La route de Beit Zera

Mingarelli Hubert

STOCK







Extrait



Sous le lac de Tibériade, près de Beit Zera, il y avait une maison, et dans cette maison vivaient un homme et une chienne. L'homme s'appelait Stépan Kolirin. La chienne n'avait pas de nom et elle était si vieille qu'elle n'avait plus la force de se dresser sur ses pattes. Tous les matins, il la retrouvait au milieu de la cuisine où elle dormait, couchée dans son urine, et Stépan était de jour en jour plus malheureux de la voir souffrir ainsi.
Il y eut ce matin-là. L'odeur le frappa dès qu'il entra, et bien qu'il y fût habitué, il eut un haut-le-coeur. La chienne le regardait et clignait des yeux comme s'il y avait eu trop de lumière. En réalité, elle avait un peu peur. Elle se souvenait que lorsqu'elle avait commencé à uriner la nuit, le matin, il l'engueulait. C'était fini depuis longtemps. Il ne l'engueulait plus. Pour quoi faire ? Mais elle s'en souvenait, elle craignait toujours qu'il élève la voix en entrant.
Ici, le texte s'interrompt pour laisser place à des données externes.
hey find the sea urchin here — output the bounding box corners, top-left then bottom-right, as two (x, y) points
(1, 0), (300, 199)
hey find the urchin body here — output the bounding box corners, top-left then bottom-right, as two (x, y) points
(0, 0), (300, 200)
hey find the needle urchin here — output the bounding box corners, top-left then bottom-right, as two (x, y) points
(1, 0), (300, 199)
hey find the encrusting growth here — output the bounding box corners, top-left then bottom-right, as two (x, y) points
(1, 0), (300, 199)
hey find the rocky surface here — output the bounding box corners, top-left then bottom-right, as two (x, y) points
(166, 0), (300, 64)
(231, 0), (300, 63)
Il s'approcha, s'accroupit, et, comme tous les matins, il lui frotta le dessus de la tête pour lui montrer qu'il n'était pas en colère. Il la prit dans ses bras, la souleva et la ramena sur sa couverture. Trois mètres séparaient sa couverture de l'endroit, toujours le même, où elle urinait. Il se demandait où elle trouvait la force de les parcourir. Sans pouvoir se dresser sur ses pattes, ce devait être difficile. Ce devait être une distance incroyablement longue puisqu'elle manquait de force pour la refaire à l'envers.
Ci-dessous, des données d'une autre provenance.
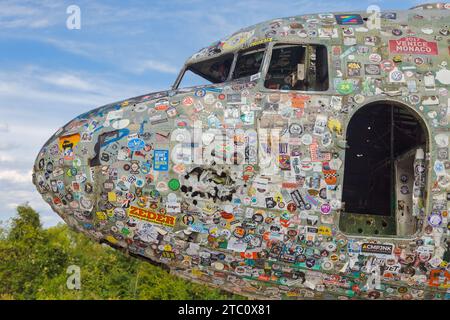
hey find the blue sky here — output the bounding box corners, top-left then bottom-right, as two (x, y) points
(0, 0), (422, 227)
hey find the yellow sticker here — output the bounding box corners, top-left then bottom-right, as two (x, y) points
(192, 268), (202, 277)
(318, 226), (332, 236)
(105, 235), (117, 244)
(108, 192), (117, 202)
(128, 206), (176, 227)
(96, 211), (107, 220)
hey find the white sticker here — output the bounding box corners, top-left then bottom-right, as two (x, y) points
(435, 134), (449, 147)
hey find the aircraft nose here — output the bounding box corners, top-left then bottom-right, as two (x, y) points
(33, 135), (62, 207)
(32, 129), (87, 213)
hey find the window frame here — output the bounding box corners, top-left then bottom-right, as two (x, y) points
(173, 44), (270, 90)
(337, 100), (431, 240)
(258, 42), (332, 95)
(174, 53), (235, 89)
(230, 44), (267, 81)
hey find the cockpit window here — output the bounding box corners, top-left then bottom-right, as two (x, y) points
(232, 45), (265, 80)
(178, 53), (234, 88)
(264, 44), (328, 91)
(178, 70), (213, 88)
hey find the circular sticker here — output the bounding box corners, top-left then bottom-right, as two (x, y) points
(380, 60), (395, 72)
(400, 186), (410, 194)
(325, 242), (337, 252)
(301, 134), (313, 145)
(353, 94), (365, 104)
(369, 53), (382, 63)
(289, 123), (303, 136)
(409, 95), (420, 105)
(414, 57), (424, 66)
(435, 134), (449, 147)
(287, 202), (297, 212)
(168, 179), (180, 191)
(391, 70), (404, 81)
(204, 93), (215, 104)
(392, 28), (402, 36)
(195, 89), (206, 97)
(428, 213), (442, 227)
(321, 203), (331, 215)
(321, 260), (334, 271)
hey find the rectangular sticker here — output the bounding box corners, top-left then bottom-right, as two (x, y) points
(335, 14), (364, 25)
(128, 206), (176, 227)
(361, 243), (394, 256)
(153, 150), (169, 171)
(389, 37), (438, 55)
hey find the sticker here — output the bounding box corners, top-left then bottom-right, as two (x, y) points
(347, 62), (362, 77)
(388, 37), (438, 56)
(365, 64), (381, 75)
(153, 150), (169, 171)
(436, 67), (450, 85)
(435, 134), (449, 147)
(369, 53), (382, 63)
(127, 138), (145, 151)
(128, 206), (176, 227)
(428, 213), (442, 227)
(59, 133), (80, 160)
(360, 243), (394, 256)
(334, 14), (364, 25)
(320, 204), (331, 215)
(380, 60), (395, 72)
(336, 80), (354, 95)
(434, 160), (445, 176)
(390, 70), (404, 82)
À nouveau il lui frotta le dessus de la tête et pour finir laissa sa paume sur elle et lui sourit. Il se releva, et il pensait : «Qu'est-ce que je peux faire ?»
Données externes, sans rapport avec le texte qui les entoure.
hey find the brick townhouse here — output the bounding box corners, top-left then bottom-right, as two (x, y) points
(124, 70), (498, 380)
Il mit la cafetière sur le feu et alla chercher le seau sous la véranda. Il y resta un instant pour respirer l'air sain du dehors. De la brume coulait entre les troncs des arbres. Des oiseaux cherchaient leur repas, sautant dans cette brume comme des jouets à ressort. Au-dessus des arbres, l'air était clair. Il restait une étoile. Il vit la traînée d'un avion, et un petit oiseau perché tout en haut du plus haut des arbres. Il semblait bien seul là-haut. Ça le toucha de penser qu'avec ses quelques grammes, cet oiseau avait davantage de force que la chienne. Il rentra avec le seau et alla le remplir à l'évier.
Tandis qu'il épongeait l'urine, la chienne l'observait, la tête posée entre ses pattes.
- Ça va, dit-il. Ça m'emmerde, mais ça va.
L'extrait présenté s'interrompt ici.